Post  j87x on Mon Apr 26, 2010 7:51 am

CausticSymmetry wrote:jk120 - Astaxanthin is a bonus and of course it goes much beyond protecting the lipids against peroxidation.

Krill oil is an excellent source of Omega-3 fatty acids. The phospholipids escort the EPA/DHA fractions of Omega-3 straight into the cell. Krill oil taken at one gram per day is like taking 6 grams of fish oil.

Buy astaxanthin alone is not only unnecessary, but would miss the point of the omega-3, which is very important in the fight against MPB.
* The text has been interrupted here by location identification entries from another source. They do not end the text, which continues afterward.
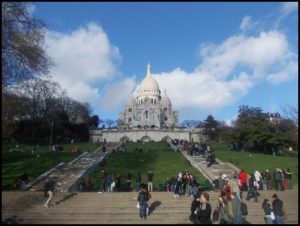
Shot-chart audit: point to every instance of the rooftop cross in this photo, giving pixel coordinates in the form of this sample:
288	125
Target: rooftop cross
148	69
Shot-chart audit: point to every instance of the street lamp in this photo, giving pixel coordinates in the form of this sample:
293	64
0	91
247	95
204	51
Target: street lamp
51	135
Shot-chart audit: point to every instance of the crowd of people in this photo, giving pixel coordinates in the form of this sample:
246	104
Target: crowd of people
184	183
230	209
201	149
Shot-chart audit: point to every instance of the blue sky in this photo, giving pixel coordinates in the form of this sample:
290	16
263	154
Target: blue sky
210	57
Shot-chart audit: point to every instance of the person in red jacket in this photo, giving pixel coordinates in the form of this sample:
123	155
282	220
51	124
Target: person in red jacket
243	179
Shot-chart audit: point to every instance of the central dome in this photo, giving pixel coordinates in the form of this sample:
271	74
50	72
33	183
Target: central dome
148	89
149	83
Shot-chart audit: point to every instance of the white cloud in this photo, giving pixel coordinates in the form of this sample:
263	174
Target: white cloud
200	90
286	74
229	70
230	121
116	93
31	8
84	93
82	57
246	23
288	7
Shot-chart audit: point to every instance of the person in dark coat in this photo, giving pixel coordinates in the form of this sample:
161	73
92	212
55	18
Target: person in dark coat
277	205
252	189
118	182
49	190
236	209
266	205
138	181
194	206
143	199
204	211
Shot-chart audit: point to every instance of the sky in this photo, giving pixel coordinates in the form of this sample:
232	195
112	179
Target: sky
210	57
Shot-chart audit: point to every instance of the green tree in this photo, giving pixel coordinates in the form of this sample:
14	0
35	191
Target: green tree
210	126
23	51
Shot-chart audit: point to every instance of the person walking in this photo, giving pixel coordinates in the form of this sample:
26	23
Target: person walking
49	190
289	178
268	178
269	214
243	181
236	209
277	205
178	184
223	210
258	179
150	180
279	179
204	211
142	199
234	186
194	206
128	181
138	181
252	189
118	182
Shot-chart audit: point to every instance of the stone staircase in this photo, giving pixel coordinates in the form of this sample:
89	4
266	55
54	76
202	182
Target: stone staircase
213	172
68	174
120	208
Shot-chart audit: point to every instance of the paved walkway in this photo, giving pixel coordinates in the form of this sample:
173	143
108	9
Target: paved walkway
68	174
212	172
120	208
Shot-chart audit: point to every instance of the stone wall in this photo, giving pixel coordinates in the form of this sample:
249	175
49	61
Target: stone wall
115	135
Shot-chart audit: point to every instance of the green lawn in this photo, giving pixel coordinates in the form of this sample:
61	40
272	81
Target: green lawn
257	161
161	159
15	163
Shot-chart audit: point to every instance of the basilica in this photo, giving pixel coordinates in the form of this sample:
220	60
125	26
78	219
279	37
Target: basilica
149	109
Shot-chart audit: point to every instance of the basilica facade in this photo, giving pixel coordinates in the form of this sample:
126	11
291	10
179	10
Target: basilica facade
149	109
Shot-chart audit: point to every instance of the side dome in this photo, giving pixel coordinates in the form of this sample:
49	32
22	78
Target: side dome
165	100
131	100
149	84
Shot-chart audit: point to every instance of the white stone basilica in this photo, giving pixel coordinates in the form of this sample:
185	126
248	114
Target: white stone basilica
148	109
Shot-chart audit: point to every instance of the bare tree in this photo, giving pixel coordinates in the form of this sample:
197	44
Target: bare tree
190	123
41	96
110	122
23	53
290	112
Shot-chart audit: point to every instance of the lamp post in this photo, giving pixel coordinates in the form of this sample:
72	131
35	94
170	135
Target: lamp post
51	135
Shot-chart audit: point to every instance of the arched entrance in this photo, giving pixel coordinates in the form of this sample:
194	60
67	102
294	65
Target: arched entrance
124	139
146	139
166	138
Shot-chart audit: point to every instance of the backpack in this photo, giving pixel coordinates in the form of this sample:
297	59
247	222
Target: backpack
244	209
215	215
142	197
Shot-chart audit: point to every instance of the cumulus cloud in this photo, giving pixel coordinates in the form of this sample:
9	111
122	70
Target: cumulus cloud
286	74
116	93
229	70
82	57
288	7
246	23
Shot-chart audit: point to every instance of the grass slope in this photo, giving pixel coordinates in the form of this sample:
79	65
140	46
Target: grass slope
15	163
257	161
156	156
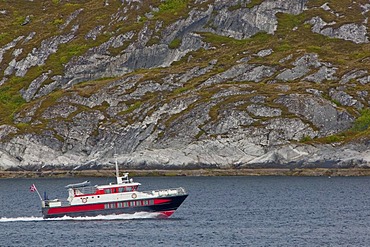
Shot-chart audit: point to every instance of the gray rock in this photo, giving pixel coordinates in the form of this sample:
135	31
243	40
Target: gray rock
303	66
320	112
356	33
352	75
264	111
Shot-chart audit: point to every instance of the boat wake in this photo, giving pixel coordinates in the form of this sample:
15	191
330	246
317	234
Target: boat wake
138	215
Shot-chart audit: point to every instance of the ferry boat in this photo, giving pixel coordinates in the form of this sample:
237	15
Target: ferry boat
122	197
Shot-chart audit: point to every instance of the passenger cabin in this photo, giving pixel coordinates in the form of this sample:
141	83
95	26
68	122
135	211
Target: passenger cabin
124	184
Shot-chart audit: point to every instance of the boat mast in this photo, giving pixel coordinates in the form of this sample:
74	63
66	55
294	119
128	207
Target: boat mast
117	172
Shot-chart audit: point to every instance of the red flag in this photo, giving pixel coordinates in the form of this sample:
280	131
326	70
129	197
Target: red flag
33	188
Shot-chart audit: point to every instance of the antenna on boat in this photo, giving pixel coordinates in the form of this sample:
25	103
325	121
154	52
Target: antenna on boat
117	171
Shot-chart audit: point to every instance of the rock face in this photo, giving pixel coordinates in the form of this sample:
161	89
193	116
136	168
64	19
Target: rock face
185	84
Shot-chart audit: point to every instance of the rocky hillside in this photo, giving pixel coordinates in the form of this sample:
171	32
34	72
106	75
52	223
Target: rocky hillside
184	83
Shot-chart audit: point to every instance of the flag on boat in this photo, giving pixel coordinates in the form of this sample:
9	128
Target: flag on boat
33	188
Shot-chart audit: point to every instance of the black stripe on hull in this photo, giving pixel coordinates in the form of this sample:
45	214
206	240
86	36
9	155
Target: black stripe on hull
168	206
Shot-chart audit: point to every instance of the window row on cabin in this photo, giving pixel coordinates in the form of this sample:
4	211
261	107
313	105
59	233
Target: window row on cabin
128	204
120	189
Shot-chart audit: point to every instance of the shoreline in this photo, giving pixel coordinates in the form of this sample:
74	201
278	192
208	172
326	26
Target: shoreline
311	172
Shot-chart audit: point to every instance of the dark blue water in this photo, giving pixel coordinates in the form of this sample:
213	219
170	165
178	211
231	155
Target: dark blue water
220	211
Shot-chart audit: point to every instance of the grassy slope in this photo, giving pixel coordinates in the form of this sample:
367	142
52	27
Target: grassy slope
343	54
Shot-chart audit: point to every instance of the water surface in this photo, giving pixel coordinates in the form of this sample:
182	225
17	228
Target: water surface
220	211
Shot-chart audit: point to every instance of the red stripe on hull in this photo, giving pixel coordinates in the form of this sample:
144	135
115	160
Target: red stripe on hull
161	201
166	214
71	209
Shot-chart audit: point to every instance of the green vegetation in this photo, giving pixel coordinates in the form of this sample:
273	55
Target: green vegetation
10	99
172	6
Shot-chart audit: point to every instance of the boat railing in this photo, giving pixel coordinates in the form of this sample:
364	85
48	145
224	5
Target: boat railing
166	192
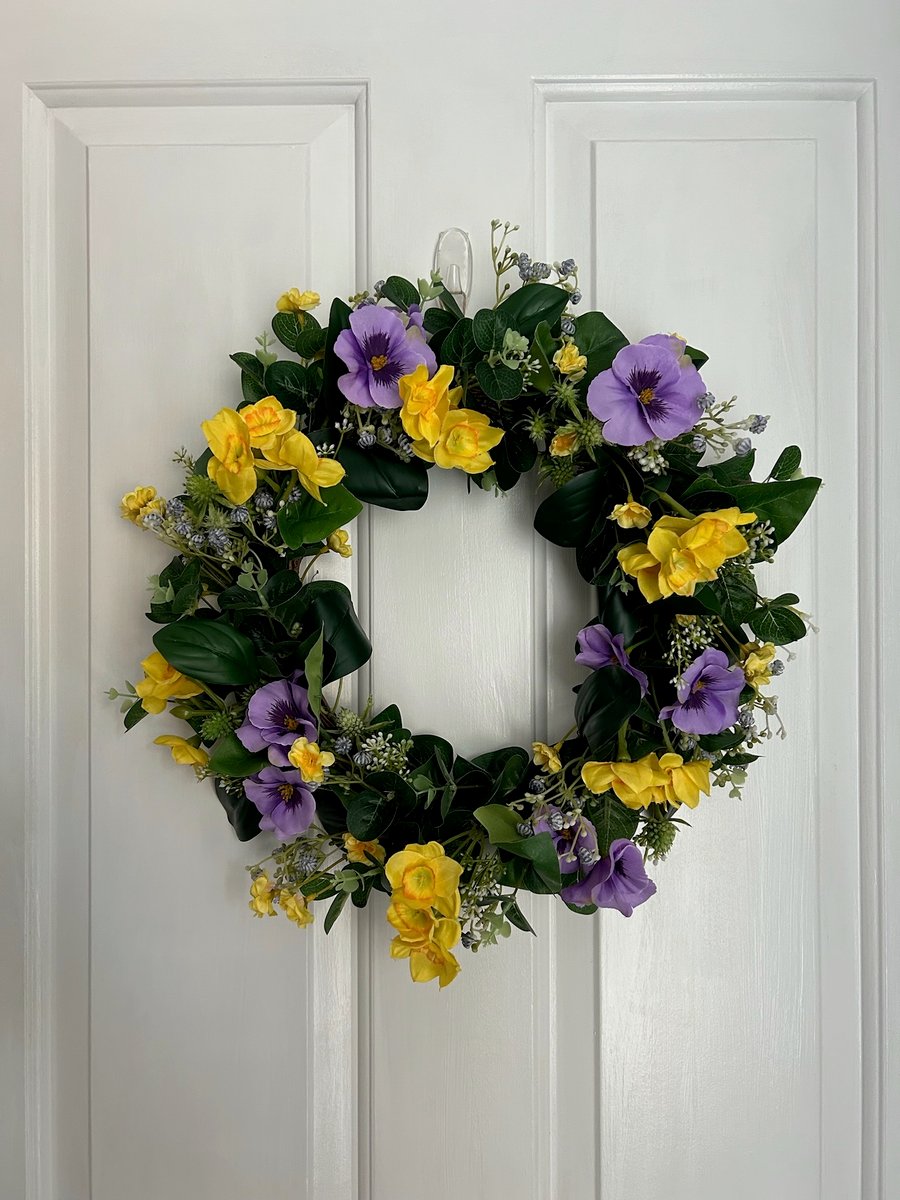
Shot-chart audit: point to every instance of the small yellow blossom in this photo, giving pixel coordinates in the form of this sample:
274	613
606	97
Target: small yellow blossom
569	360
564	444
162	683
357	850
294	906
631	515
425	877
546	757
268	420
756	661
294	300
426	402
183	753
310	761
340	543
231	468
261	897
465	442
137	504
294	451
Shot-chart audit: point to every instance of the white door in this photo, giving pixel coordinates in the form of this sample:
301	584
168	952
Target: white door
177	167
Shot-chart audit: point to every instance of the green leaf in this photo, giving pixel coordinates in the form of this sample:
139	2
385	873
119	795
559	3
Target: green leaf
400	292
231	757
787	463
243	814
526	309
378	477
779	625
605	701
568	516
599	340
498	382
313	669
210	651
307	520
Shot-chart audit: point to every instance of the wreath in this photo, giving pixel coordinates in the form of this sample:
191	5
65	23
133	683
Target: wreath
652	486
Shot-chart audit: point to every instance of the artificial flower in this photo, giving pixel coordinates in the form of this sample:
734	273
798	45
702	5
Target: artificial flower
261	897
425	877
277	714
617	881
682	552
294	451
563	444
361	851
285	804
295	907
294	300
379	349
546	757
137	504
426	402
310	761
183	751
636	784
756	661
268	420
465	442
708	695
231	468
631	515
340	543
431	959
573	841
646	394
569	360
162	683
599	647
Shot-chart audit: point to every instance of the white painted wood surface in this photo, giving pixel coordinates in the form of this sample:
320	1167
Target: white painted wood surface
732	1038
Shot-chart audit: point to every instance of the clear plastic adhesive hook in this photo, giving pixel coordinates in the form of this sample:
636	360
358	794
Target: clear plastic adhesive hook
453	258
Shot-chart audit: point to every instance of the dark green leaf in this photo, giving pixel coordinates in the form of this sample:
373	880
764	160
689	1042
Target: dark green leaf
209	651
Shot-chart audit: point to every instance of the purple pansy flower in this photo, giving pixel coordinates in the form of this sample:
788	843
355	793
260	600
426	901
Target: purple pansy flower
568	841
277	714
647	393
378	349
617	881
286	804
707	695
600	648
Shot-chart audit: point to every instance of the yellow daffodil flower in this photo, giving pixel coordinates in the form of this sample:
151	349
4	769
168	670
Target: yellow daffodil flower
310	761
425	877
546	757
268	420
569	360
465	442
631	515
431	959
137	504
682	552
294	451
357	850
340	543
295	907
564	444
261	897
161	683
756	661
231	468
294	300
426	402
183	753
1 gram of krill oil compared to 6 grams of fish oil may be a stretch. From this study it doesn't look like the absorption is that much more significant.
http://www.nutraingredients.com/Research/Krill-oil-safe-well-tolerated-and-effective-says-study

wrote:Indeed, EPA and DHA levels rose by an average 178 and 90 micromoles per litre of plasma, respectively, in the krill oil group, compared to 132 and 150 micromoles per litre of plasma in the menhaden group
wrote:At the end of the treatment period, the mean plasma EPA concentration was somewhat higher in the krill oil group compared with the menhaden oil group (377 versus 293 micromoles per litre), whereas the mean plasma DHA concentrations were comparable (476 versus 478 micromoles per litre).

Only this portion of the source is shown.